E. G. Martins, tel. +1 604 822 1969, fax +1 604 822 9102, e-mail: egmartins@gmail.com

Abstract

Mean summer water temperatures in the Fraser River (British Columbia, Canada) have increased by ∼1.5 °C since the 1950s. In recent years, record high river temperatures during spawning migrations of Fraser River sockeye salmon (Oncorhynchus nerka) have been associated with high mortality events, raising concerns about long-term viability of the numerous natal stocks faced with climate warming. In this study, the effect of freshwater thermal experience on spawning migration survival was estimated by fitting capture–recapture models to telemetry data collected for 1474 adults (captured in either the ocean or river between 2002 and 2007) from four Fraser River sockeye salmon stock-aggregates (Chilko, Quesnel, Stellako-Late Stuart and Adams).
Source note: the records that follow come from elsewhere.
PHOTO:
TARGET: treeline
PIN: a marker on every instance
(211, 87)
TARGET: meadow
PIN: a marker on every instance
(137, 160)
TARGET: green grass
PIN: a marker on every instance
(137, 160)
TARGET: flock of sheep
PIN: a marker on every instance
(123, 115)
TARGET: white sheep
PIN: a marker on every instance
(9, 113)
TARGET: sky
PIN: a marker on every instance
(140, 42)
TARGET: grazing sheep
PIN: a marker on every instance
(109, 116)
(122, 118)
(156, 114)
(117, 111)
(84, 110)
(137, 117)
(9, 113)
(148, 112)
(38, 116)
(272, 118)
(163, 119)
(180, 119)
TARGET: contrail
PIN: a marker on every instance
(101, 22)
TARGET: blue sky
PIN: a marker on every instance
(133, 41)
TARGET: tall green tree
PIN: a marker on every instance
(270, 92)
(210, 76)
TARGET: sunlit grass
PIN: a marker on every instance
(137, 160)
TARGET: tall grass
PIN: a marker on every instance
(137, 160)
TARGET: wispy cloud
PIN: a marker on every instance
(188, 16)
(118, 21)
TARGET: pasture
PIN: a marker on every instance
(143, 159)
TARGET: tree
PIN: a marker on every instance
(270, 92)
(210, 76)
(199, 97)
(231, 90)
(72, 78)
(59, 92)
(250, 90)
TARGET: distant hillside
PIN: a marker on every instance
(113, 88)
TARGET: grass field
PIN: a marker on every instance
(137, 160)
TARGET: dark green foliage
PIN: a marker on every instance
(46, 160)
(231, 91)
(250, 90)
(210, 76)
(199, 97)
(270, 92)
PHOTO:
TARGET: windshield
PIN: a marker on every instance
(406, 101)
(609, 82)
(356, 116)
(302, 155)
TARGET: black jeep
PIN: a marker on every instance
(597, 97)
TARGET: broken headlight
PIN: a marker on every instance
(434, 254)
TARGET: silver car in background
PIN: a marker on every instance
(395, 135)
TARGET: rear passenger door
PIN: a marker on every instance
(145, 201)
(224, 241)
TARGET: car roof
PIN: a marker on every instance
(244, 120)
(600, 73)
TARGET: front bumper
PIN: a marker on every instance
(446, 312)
Survival of Adams sockeye salmon was the most impacted by warm temperatures encountered in the lower river, followed by that of Stellako-Late Stuart and Quesnel. In contrast, survival of Chilko fish was insensitive to the encountered river temperature. In all stocks, in-river survival of ocean-captured sockeye salmon was higher than that of river-captured fish and, generally, the difference was more pronounced under warm temperatures. The survival–temperature relationships for ocean-captured fish were used to predict historic (1961–1990) and future (2010–2099) survival under simulated lower river thermal experiences for the Quesnel, Stellako-Late Stuart and Adams stocks. A decrease of 9–16% in survival of all these stocks was predicted by the end of the century if the Fraser River continues to warm as expected. However, the decrease in future survival of Adams sockeye salmon would occur only if fish continue to enter the river abnormally early, towards warmer periods of the summer, as they have done since 1995. The survival estimates and predictions presented here are likely optimistic and emphasize the need to consider stock-specific responses to temperature and climate warming into fisheries management and conservation strategies.